Combed roving is called "top" which is what you should be looking for in the description. I think Webs has the faux cashmere. If not, someone is likely to have it at CT S&W next month.


----------



## Medieval Reenactor (Sep 3, 2013)

mousepotato said:


> Combed roving is called "top" which is what you should be looking for in the description. I think Webs has the faux cashmere. If not, someone is likely to have it at CT S&W next month.


Our Medieval group will be doing fiber demos alll day at the CT Sheep & Wool Festival next month, so I'll look for it. (Everybody who csn getbthere stop by and say hi). DW has me on a WEBS diet ????Is top easy to find?


----------



## mousepotato (May 30, 2011)

Medieval Reenactor said:


> Our Medieval group will be doing fiber demos alll day at the CT Sheep & Wool Festival next month, so I'll look for it. (Everybody who csn getbthere stop by and say hi). DW has me on a WEBS diet ????Is top easy to find?

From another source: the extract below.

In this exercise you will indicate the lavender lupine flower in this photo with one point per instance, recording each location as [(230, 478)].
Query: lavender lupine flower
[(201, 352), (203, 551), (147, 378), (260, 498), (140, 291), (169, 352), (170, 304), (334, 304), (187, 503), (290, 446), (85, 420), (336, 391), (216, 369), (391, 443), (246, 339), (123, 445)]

 You know, an occasional indulgence won't kill her. She's had you on that diet almost as long as the resident grandchild has had me on my yarn diet. She may have given up. I should think it wouldn't be too hard to find. Let me see if I cN find some other vendors.

Looks like the best price for it is at the Woolery, a half pond is $10.


----------



## mama879 (Jan 27, 2011)

Check my etsy shop out...
https://www.etsy.com/shop/FiberFrolicsboutique


----------



## Reba1 (Feb 5, 2012)

Those little trees are cute! I am also a machine knitter, so I have a lot of empty cones. Some taper all the way up. I may just have to make a couple of these with some of my homespun. 

As for what I make with my homespun: a collection of my homespun. :sm02: Mine isn't consistent enough yet to use for wearables. I have woven fabric that I sewed into a tote and felted (that hid a lot of imperfections!). I've also wove and felted some hot pads/potholders.


----------